Tuesday, February 23, 2010

Dr. Doom

Marc Faber, the market pundit, who predicted the 1987 stock market crash and was among a handful who predicted the more recent financial crisis ,delivered a bleak warning of social and financial meltdown, in Tokyo at a gathering of 700 pension and sovereign wealth fund managers.

Faber said that investors, who control billions of dollars of assets, should start considering the effects of more disruptive events than mere market volatility."Buy farmland and gold,"

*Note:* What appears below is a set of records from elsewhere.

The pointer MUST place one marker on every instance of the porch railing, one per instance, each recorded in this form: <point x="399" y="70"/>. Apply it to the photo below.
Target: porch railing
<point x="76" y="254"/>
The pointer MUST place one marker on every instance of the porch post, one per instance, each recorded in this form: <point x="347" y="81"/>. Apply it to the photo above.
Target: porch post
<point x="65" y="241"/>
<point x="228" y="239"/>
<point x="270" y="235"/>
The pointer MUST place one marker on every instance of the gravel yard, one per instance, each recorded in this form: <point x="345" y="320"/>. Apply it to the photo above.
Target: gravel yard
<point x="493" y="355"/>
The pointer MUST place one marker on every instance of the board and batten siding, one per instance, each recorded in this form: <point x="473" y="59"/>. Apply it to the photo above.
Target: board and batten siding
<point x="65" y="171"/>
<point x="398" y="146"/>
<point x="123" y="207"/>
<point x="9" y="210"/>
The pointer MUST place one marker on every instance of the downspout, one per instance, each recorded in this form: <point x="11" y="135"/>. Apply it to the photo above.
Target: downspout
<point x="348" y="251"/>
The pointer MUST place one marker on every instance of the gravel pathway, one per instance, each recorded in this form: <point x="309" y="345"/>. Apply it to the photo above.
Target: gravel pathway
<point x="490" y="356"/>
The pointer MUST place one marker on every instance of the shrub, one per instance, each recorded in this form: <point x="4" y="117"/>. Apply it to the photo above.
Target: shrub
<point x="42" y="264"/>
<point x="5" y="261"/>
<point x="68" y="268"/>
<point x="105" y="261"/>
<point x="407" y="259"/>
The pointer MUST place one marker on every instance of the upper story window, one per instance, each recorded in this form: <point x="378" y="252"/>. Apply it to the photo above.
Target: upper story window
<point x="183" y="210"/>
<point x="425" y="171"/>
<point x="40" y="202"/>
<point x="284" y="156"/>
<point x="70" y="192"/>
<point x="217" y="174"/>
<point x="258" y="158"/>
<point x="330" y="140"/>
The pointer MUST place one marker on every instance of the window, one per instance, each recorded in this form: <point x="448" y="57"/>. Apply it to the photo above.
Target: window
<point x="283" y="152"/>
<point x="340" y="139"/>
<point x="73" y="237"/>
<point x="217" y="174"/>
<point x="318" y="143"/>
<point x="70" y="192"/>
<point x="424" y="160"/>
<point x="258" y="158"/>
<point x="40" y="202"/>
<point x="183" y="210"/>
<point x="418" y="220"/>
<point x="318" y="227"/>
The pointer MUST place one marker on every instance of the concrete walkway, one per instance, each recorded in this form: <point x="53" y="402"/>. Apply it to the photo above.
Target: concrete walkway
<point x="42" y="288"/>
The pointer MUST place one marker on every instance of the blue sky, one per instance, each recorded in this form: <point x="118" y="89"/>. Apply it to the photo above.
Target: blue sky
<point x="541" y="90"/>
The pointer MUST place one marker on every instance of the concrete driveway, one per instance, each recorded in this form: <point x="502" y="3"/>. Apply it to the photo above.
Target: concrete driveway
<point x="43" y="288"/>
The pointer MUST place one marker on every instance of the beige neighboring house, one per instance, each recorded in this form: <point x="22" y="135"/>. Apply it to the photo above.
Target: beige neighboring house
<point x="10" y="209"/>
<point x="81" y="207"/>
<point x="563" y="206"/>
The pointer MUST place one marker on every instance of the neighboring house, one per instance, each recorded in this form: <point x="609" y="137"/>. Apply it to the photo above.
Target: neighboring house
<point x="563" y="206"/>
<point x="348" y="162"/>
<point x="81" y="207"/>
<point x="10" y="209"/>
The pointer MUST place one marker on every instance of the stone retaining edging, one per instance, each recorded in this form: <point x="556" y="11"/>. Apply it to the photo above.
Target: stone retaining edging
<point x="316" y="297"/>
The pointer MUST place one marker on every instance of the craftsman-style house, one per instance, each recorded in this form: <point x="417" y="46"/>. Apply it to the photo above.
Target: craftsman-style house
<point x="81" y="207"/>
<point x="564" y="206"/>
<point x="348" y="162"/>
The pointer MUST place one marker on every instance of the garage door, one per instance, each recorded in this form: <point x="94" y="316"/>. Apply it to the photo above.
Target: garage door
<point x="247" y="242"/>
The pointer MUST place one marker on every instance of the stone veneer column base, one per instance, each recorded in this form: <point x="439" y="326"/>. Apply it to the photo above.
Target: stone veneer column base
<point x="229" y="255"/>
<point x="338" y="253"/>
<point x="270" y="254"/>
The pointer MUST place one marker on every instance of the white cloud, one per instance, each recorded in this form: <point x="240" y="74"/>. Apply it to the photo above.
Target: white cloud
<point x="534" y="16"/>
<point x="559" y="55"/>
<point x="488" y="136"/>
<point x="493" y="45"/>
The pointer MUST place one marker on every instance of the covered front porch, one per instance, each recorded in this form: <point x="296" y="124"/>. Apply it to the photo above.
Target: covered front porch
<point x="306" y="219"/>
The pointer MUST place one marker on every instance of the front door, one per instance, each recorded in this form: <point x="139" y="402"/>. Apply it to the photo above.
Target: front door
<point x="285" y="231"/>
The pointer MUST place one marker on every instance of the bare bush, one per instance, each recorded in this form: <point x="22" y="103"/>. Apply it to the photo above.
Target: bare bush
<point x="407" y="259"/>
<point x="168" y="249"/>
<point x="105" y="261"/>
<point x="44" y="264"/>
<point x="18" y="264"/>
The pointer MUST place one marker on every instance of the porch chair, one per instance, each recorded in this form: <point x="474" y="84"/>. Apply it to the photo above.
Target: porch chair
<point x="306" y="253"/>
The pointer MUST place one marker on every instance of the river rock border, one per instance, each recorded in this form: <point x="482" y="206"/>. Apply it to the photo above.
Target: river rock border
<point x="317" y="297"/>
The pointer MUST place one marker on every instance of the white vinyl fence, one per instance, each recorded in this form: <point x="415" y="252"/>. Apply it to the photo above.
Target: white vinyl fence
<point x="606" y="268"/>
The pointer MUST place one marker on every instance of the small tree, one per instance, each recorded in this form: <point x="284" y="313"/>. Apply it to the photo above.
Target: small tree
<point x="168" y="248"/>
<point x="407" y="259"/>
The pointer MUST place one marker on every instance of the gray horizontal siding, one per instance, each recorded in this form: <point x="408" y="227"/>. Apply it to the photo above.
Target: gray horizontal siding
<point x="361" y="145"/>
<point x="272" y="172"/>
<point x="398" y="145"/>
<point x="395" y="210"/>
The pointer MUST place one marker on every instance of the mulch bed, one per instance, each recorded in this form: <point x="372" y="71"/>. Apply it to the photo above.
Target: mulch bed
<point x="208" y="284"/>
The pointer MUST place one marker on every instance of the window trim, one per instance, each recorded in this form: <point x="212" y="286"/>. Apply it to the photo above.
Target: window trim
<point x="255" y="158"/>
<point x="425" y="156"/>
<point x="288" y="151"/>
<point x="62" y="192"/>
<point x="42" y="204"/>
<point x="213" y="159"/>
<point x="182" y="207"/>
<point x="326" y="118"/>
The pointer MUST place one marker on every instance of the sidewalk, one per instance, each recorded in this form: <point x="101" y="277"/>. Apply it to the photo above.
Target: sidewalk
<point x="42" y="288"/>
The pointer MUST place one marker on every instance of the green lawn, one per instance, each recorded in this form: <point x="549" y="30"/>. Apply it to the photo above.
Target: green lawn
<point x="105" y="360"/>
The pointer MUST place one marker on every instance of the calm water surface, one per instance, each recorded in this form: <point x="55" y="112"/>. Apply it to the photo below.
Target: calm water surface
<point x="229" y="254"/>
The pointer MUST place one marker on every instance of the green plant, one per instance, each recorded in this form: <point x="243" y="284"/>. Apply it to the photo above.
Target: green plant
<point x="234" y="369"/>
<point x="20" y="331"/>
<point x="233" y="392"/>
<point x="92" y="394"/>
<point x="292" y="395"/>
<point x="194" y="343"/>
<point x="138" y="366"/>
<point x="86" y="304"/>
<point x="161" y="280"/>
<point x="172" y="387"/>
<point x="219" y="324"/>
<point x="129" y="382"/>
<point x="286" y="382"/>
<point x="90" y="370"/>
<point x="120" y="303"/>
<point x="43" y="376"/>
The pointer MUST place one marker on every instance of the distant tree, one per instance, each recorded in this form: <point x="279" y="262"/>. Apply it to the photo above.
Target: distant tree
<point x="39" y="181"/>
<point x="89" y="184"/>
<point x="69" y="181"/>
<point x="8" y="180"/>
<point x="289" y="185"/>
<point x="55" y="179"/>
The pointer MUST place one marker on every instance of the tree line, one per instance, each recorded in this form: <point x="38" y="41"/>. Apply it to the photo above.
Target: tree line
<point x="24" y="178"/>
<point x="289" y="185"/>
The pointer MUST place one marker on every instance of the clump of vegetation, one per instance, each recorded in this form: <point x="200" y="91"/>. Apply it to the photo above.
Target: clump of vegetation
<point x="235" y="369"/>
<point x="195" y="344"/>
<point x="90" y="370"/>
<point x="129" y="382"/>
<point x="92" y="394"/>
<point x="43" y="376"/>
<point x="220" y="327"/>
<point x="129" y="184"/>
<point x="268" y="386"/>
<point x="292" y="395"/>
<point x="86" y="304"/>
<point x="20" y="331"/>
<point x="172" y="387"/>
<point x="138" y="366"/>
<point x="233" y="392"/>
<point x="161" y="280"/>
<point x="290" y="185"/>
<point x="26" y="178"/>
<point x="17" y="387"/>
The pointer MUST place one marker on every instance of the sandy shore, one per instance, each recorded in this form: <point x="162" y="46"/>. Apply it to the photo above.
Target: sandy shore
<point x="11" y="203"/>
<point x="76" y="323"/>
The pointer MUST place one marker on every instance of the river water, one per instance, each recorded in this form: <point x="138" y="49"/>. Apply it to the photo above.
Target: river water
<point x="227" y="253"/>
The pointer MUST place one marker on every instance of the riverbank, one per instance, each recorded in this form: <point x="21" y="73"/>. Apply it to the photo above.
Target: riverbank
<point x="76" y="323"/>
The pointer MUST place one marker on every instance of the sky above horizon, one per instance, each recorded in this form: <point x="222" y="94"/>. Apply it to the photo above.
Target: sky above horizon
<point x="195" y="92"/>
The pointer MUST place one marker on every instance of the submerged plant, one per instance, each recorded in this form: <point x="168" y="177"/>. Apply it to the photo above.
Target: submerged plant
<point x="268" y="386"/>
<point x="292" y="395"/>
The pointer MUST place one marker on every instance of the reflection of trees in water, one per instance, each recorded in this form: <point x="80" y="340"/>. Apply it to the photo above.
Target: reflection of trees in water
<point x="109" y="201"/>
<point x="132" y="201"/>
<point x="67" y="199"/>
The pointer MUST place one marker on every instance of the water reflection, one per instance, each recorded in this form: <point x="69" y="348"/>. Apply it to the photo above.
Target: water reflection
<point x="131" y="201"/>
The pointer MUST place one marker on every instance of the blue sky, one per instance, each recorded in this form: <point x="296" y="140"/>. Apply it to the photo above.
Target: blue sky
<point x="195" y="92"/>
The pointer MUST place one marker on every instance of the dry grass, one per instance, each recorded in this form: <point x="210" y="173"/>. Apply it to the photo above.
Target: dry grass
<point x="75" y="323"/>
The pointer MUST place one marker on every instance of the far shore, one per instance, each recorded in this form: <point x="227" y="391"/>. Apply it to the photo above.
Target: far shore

“The next war will be a dirty war,” he told fund managers: "What are you going to do when your mobile phone gets shut down or the internet stops working or the city water supplies get poisoned?” His investment advice included a suggestion that fund managers buy houses in the countryside because it was more likely that violence, biological attack and other acts of a “dirty war” would happen in cities.He also said that they should consider holding part of their wealth in the form of precious metals “because they can be carried”.
“When I tell people to prepare themselves for a dirty war, they ask me: “America against whom?” I tell them that for sure they will find someone.”

One of Dr Faber’s scenarios involves growing military tension between China and the United States over access to limited oil resources. Today the US has a considerable advantage over China because it has free access to oceans on both coasts, and has potential energy suppliers to the north and south in Canada and Mexico. It also commands an 11-strong fleet of aircraft carriers that could, if necessary, secure supply routes in a conflict situation. China and emerging Asia, meanwhile, face the uncertainty of supplies that must travel from the Middle East through winding sea lanes and the Malacca bottleneck. American military presence in Central Asia, Dr Faber said, may add to the level of concern in Beijing.

In Asia, particularly, he said, stock pickers should play on future food and water shortages by buying into companies with exposure to agriculture and water treatment technologies.